Below are some example of my clear bodied cars. The Valvoline Pontiac is all hand painted. I xeroxed a decal sheet and scaled in down. I taped it facing down to the outside of the body, in the proper spot. Turning the car over, used it as a guide to paint in the lettering/graphics. Let dry and pull the taped paper off to reveal that part of your work and move to the next part to be painted. The other cars are decaled on the inside and painted over, also on the inside. If you use decals on the inside, be sure to seal them around the edges with a clear, flexible acrylic (future works). that way none of the paint bleeds under the edges of your decal work.

-Paul


----------



## alpink (Aug 22, 2010)

careful masking is utmost.
I have used canned shackem up paints, but find that an airbrush works so much better.
as said, darker colors first, maybe even seal them with white or silver before removing mask. re-mask if there are to be more than two colors. some bodies come with window masks if you like clear windows(I do), but you can make your own window masks with a clear tape and extremely sharp hobby knife. there are those who detail around windows on the exterior with an indelible ink pen like Sharpie.
I am certainly not the best painter around and H.O. is a great challenge. so pay strict attention to everyone elses advice!


----------



## DonSchenck (Nov 14, 2012)

OK ... let me ask this: Any REALLY GOOD painters want to paint my Super II lexan body for me?


----------



## Hilltop Raceway (Feb 12, 2006)

I'd ask SKR over on the Nitroslots board...He and his wife have painted up some very cool lexan bodies... Just my suggestion as opinions will vary... He/she may not even being doing it for the public, can't hurt to ask...RM


----------



## DonSchenck (Nov 14, 2012)

MANY years ago, back when our phone had cords and our TVs had antennas, I read an article that suggested using Vasoline as a mask when painting. After the paint dries, you wash away the Vasoline.

Anyone else ever heard of this?


----------



## LDThomas (Nov 30, 1999)

Yes, Vasoline works well as a mask.


----------



## pshoe64 (Jun 10, 2008)

Here are some more examples. I forgot to mention we used water-based paint (Polly S) which stayed flexible after a wall shot or 3. These were all hand painted, no decals, using the methods described earlier. Tom O'Reily was the artist on these.

-Paul


----------



## Bill Hall (Jan 6, 2007)

Those are really sweet examples of the lexan art! 

Where last is first and inside out faces forward.


----------



## DonSchenck (Nov 14, 2012)

Yeah, what the Honorable Mister Hall said ... fantastic lexan painting there.

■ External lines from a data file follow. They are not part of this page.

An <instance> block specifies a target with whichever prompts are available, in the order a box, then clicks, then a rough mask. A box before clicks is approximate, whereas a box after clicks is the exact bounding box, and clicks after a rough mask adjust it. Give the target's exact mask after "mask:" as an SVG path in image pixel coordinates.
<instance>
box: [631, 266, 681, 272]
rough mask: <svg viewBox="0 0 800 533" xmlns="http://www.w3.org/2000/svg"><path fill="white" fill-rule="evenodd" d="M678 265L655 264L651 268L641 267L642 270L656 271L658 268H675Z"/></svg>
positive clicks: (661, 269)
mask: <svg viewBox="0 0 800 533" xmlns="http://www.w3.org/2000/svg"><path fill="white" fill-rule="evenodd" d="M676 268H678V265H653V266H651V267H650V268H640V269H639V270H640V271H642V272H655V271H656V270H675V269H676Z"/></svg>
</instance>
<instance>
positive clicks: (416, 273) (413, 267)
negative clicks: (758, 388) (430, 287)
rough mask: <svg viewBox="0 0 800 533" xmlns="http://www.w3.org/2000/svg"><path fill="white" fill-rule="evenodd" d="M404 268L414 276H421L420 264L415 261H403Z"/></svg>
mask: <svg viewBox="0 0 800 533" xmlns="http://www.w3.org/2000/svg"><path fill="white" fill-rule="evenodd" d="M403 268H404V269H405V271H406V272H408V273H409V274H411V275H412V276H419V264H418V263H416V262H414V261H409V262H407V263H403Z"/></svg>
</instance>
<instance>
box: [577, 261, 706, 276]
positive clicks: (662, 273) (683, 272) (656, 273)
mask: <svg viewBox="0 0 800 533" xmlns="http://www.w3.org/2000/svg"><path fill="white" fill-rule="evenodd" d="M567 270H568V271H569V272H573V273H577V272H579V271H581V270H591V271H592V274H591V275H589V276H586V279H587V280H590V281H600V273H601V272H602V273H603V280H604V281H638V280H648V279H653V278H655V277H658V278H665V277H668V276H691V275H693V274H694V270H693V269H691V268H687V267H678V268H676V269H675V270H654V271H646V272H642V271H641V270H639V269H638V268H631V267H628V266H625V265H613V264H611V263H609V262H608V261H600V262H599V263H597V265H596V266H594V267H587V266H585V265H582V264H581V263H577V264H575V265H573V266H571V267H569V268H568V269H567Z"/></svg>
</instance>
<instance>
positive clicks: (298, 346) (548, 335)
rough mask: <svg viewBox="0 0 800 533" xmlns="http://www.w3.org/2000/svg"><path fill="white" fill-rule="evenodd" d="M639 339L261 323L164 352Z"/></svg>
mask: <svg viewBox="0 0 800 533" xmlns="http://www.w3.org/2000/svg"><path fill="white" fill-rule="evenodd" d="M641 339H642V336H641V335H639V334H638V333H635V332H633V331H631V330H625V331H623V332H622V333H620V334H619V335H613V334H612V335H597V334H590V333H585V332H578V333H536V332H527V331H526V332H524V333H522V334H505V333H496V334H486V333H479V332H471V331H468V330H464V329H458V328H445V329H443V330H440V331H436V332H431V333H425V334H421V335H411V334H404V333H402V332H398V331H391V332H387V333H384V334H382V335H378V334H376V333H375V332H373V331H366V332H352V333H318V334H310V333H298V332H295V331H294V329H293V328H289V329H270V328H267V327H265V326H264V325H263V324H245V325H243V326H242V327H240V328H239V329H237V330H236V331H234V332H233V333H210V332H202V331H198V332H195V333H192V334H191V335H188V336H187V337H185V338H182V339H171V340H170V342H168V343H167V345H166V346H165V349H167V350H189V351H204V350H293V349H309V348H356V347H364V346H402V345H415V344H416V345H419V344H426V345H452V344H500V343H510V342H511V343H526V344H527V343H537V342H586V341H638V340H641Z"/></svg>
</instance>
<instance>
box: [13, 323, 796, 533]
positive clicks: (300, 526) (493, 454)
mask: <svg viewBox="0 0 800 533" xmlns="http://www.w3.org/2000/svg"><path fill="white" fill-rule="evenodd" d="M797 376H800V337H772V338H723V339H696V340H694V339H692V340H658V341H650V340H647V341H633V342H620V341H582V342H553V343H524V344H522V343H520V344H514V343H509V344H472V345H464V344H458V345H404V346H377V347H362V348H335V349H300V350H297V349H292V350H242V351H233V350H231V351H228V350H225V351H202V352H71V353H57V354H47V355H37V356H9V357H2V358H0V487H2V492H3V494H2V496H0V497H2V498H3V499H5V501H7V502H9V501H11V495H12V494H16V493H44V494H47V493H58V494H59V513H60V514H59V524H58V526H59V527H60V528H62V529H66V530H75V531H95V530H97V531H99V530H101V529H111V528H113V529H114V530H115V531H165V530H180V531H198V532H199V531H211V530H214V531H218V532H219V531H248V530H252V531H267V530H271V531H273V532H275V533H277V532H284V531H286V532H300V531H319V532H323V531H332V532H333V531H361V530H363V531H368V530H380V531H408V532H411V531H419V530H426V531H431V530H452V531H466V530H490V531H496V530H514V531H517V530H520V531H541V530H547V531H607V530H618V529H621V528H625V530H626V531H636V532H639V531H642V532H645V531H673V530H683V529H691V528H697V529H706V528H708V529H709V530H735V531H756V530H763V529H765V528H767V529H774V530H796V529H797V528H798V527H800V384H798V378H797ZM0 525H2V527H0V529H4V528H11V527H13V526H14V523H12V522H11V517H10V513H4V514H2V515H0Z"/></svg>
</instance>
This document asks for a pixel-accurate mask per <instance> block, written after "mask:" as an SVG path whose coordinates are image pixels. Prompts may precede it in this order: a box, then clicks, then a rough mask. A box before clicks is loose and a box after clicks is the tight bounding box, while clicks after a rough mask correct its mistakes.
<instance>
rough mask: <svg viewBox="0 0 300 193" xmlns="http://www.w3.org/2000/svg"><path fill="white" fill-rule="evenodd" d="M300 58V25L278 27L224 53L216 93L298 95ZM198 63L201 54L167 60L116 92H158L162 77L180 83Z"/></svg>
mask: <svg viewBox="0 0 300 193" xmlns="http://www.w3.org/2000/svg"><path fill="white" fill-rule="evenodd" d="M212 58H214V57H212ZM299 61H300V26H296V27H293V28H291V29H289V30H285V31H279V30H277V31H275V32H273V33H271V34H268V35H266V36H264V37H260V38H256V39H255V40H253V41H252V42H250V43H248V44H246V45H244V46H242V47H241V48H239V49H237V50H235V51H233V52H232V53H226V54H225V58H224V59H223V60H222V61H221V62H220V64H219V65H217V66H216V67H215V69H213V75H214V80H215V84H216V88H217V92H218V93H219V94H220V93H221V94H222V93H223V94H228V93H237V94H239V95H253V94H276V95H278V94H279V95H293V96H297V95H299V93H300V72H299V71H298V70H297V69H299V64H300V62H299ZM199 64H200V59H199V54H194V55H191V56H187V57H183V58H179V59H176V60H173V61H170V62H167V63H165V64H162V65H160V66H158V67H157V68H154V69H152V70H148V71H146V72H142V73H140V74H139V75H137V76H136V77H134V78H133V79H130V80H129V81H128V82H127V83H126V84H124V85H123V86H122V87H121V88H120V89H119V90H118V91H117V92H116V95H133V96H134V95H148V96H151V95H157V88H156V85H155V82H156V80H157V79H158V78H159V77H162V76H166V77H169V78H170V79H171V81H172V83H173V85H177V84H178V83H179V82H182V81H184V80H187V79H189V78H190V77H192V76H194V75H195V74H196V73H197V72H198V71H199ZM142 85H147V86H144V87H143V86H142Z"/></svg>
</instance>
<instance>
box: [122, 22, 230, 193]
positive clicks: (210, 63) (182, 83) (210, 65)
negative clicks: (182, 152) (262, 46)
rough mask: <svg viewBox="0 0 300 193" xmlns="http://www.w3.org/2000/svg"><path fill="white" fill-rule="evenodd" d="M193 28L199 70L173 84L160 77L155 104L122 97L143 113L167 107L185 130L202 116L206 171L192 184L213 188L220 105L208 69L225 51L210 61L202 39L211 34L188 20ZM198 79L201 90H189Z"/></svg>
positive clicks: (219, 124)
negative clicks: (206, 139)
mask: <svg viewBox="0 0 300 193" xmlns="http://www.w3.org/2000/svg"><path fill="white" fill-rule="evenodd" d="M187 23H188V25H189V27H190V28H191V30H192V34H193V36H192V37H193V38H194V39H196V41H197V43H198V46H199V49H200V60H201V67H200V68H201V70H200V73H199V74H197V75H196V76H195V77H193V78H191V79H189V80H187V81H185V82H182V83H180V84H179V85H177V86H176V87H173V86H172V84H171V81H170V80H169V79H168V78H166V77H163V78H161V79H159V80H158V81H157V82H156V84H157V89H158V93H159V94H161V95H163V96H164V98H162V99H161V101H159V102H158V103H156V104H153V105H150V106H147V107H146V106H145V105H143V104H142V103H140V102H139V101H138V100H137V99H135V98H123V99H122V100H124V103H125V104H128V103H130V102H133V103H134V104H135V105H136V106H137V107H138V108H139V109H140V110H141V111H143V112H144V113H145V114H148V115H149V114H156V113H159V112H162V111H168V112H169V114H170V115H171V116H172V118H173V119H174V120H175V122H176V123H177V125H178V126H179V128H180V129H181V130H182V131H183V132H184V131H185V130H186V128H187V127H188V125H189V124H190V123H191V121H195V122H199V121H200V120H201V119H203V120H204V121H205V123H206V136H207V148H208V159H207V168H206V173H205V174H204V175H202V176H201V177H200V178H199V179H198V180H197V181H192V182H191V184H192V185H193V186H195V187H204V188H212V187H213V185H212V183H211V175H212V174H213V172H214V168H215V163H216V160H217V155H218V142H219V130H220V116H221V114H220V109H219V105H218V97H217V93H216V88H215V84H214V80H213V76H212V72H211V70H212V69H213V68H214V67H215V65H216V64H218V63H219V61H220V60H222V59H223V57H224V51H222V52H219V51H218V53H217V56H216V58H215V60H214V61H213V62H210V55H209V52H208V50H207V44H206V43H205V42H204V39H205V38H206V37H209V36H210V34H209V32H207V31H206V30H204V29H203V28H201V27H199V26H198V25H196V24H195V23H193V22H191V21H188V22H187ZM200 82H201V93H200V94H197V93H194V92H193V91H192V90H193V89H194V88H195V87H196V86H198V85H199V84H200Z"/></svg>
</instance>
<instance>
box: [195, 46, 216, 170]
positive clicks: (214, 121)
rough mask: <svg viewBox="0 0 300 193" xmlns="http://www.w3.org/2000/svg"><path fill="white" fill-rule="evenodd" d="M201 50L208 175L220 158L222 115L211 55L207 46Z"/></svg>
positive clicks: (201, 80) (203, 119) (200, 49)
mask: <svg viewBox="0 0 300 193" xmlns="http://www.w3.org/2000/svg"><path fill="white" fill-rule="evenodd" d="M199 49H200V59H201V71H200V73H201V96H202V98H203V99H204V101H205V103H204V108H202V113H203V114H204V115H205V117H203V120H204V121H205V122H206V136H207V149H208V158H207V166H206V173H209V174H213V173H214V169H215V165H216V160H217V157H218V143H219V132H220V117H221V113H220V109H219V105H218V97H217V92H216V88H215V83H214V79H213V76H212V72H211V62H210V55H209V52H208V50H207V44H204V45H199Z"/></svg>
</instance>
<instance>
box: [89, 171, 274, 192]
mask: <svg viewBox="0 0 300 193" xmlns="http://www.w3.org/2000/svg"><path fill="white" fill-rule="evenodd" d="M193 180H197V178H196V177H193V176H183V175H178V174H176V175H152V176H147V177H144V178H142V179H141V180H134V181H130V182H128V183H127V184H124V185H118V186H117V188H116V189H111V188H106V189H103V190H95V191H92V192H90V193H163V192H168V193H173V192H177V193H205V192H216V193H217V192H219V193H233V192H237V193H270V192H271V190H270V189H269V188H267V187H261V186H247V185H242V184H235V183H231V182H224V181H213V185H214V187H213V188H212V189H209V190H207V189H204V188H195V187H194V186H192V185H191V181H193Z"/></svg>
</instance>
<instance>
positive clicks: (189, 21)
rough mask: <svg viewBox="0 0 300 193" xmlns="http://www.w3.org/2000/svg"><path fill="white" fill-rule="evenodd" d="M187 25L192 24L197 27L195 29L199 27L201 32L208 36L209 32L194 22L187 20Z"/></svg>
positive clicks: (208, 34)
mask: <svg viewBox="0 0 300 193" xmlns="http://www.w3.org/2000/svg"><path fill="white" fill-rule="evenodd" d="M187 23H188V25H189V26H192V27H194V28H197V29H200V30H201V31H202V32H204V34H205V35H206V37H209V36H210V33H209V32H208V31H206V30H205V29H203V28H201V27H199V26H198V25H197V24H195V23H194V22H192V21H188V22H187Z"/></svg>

Polly S? OK, WHERE to get that. I figured I needed some sort of flexible paint. I mean ... I *never* wipe out ... but "just in case"


----------



## ruralradio (Mar 11, 2011)

Parma Faskolor is very good, too. Available from Parma, Mid-America, Lucky Bob's, etc. Some Hobby Towns, too. BTW, I've had bad luck on slot bodies with the spray bombs for big lexan R/C bodies. No painter here.... :drunk:


----------



## pshoe64 (Jun 10, 2008)

If you can't find Polly S (Floquil makes it, I thing Walther's sells it still) you can use Apple Barrel paint. Walmart and Michael's sell that brand. Stick with the flat colors. For some reason the gloss paint does not adhere as well. It all shows glossy through the lexan.

-Paul


----------